Let $RSS=<y-X\theta,y-X\theta>$.
Then differentiating RSS w.r.t $\theta$ gives: $$2<-X,y-X\theta>.$$
It could be proved that it is true. But I want to know the general differential rules related to norm of vectors. I've been searching this, but I couldn't find it. I know the definition of vector derivatives. I want to know the differential rule similar as in 1D case.
The Frobenius product is a concise notation for the trace, i.e. $\;A:B={\rm Tr}(A^TB)$.
It is equivalent to bracket notation $\big(\,\langle x,y\rangle = x:y\,\big)\,$ but easier to type.
Define the vector $$w=X\theta-y$$ Write the RSS function in terms of this new variable.

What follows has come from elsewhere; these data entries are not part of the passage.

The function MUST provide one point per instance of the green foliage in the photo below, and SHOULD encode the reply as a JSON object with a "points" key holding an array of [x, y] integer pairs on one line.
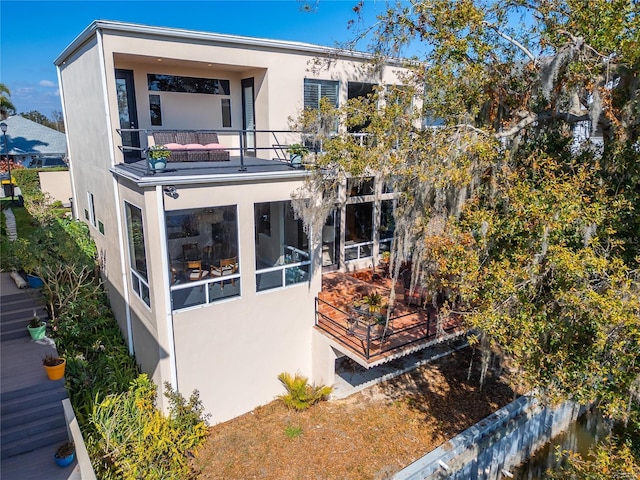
{"points": [[300, 395], [126, 436], [526, 230], [28, 181], [134, 440], [373, 302], [292, 431], [185, 415]]}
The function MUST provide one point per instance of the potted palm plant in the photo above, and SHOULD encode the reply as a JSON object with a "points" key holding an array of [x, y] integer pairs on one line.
{"points": [[297, 152], [64, 454], [157, 156], [37, 328], [54, 366]]}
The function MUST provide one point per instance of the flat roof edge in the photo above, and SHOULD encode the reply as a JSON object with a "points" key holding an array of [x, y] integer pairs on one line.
{"points": [[172, 32]]}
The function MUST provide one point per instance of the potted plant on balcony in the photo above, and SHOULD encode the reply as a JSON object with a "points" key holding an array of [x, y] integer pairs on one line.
{"points": [[54, 366], [297, 152], [372, 302], [64, 454], [157, 156], [36, 327]]}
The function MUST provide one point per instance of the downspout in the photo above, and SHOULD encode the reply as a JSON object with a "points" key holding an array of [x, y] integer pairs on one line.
{"points": [[118, 206], [164, 254], [74, 194]]}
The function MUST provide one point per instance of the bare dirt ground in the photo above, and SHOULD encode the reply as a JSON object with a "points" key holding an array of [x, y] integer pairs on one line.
{"points": [[369, 435]]}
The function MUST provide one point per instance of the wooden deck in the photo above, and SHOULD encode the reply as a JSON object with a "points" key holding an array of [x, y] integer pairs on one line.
{"points": [[409, 328], [30, 402]]}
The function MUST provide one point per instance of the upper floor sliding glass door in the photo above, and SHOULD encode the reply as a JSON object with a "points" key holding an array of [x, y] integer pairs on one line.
{"points": [[128, 115]]}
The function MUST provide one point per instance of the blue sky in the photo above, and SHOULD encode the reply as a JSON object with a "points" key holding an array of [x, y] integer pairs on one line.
{"points": [[34, 33]]}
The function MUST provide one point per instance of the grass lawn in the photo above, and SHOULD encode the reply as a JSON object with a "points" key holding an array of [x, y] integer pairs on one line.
{"points": [[369, 435]]}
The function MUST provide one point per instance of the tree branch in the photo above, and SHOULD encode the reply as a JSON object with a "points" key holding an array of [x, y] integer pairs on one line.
{"points": [[512, 41]]}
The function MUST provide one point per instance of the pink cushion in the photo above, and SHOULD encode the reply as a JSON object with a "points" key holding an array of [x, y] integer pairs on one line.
{"points": [[174, 146]]}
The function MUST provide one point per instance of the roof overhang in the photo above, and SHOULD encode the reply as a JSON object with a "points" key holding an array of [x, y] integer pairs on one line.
{"points": [[212, 38]]}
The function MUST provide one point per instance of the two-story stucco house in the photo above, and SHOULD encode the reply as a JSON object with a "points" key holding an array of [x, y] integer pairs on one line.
{"points": [[213, 280]]}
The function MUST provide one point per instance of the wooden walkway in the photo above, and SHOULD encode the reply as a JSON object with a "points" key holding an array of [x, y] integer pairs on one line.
{"points": [[32, 421]]}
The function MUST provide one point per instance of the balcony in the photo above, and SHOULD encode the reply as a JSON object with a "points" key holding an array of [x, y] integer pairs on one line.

Then calculate its differential and gradient. $$\eqalign{ R &= (-w):(-w) \;=\; w:w \\ dR &= dw:w + w:dw \;=\; 2w:dw \;=\; 2w:X\,d\theta \\ &=\; 2X^Tw:d\theta \\ \frac{\partial R}{\partial \theta} &= 2X^Tw \;=\; 2X^T(X\theta-y) \\ }$$ NB: The properties of the trace allow the Frobenius product to be rearranged in many ways. $$\eqalign{ A:B &= B:A \\ A:B &= A^T:B^T \\ A:BC &= B^TA:C \;=\; AC^T:B \;=\; \ldots \\ }$$